A “bad actor” lawsuit filed against Coeur d’Alene-based Hecla Mining Co. by a coalition of tribes and environmental groups has been voluntarily dismissed as a result of the recent abrupt retirement of Hecla’s former CEO Phillips Baker Jr.
The suit had sought to block Hecla’s attempts to obtain exploration and mining permits for its silver and copper Libby Exploration Project, in the Cabinet Mountains of northwest Montana.
The suit had alleged that Baker was a “bad actor” because, prior to heading Hecla, he had once led Pegasus Gold, which filed for bankruptcy protection in 1998 and defaulted on cleanup projects at three Montana mines.
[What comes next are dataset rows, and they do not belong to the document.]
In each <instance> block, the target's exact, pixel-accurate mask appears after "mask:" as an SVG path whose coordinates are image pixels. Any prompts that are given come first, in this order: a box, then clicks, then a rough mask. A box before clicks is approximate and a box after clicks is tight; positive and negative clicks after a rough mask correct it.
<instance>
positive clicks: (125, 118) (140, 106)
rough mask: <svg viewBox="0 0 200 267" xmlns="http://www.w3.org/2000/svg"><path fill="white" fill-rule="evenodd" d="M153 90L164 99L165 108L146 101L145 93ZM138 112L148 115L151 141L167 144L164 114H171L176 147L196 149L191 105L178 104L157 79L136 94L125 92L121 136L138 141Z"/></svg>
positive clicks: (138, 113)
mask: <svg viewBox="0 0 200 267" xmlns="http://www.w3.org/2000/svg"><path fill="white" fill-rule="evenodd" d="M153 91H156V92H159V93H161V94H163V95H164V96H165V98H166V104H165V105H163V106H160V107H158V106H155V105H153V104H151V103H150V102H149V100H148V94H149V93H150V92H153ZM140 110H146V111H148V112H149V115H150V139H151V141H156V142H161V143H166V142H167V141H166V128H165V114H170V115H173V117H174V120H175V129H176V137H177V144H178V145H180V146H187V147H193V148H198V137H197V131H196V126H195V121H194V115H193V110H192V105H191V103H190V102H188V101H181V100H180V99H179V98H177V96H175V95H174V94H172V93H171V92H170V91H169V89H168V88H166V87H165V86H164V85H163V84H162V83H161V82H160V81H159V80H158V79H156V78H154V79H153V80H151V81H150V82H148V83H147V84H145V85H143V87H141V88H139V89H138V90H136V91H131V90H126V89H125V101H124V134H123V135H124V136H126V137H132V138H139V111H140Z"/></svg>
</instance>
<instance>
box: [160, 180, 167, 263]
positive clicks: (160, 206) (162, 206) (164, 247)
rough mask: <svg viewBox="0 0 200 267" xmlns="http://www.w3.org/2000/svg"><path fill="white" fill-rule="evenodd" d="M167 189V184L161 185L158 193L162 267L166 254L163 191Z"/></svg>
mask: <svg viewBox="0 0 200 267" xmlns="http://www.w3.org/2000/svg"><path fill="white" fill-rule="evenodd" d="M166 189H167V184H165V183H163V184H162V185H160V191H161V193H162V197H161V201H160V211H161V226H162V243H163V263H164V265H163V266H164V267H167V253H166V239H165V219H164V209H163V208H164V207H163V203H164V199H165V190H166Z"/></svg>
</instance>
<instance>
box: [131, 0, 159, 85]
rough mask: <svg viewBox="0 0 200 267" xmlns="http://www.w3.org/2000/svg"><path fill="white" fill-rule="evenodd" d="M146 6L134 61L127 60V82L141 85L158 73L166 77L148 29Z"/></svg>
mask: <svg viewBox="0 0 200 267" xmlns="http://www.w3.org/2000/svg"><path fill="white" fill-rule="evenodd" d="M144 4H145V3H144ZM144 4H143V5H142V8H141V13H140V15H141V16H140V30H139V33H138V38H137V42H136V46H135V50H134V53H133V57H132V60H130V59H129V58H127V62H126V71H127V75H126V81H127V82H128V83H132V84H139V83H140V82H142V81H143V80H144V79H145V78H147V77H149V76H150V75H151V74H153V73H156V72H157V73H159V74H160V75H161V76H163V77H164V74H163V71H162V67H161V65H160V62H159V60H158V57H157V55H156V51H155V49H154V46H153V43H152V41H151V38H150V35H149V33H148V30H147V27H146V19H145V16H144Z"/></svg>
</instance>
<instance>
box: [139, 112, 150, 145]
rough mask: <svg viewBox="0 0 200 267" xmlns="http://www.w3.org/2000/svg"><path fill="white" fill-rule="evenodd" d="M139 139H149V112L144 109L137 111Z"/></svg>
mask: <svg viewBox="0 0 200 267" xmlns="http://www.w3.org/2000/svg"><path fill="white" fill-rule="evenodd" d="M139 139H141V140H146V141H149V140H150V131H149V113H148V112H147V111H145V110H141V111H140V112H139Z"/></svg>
The plaintiffs claimed that, under the Montana Metal Mines Reclamation Act, such a default bars the state from issuing exploration and mining permits to any company led by Baker.
“With the dismissal of the ‘bad actor’ lawsuit, (Hecla) is focused on advancing permitting of the Libby Exploration Project,” the mining company says in a press release.
The project site is 23 miles south of Libby, in Lincoln County, Montana, about 50 miles north of Hecla’s Lucky Friday Mine, in Murray, Idaho.
Meantime, environmental law group Earthjustice, which represents many of the tribes and organizations in the original suit, vows to continue to oppose mining proposals in the Cabinets.
“Regardless of what mining company or mining executive arrives next on the scene to push through an ill-conceived mining scheme, we will be ready to protect the Cabinet Mountains Wilderness and our clean water,” Mary Costello of the Rock Creek Alliance says in a press release issued by Earthjustice.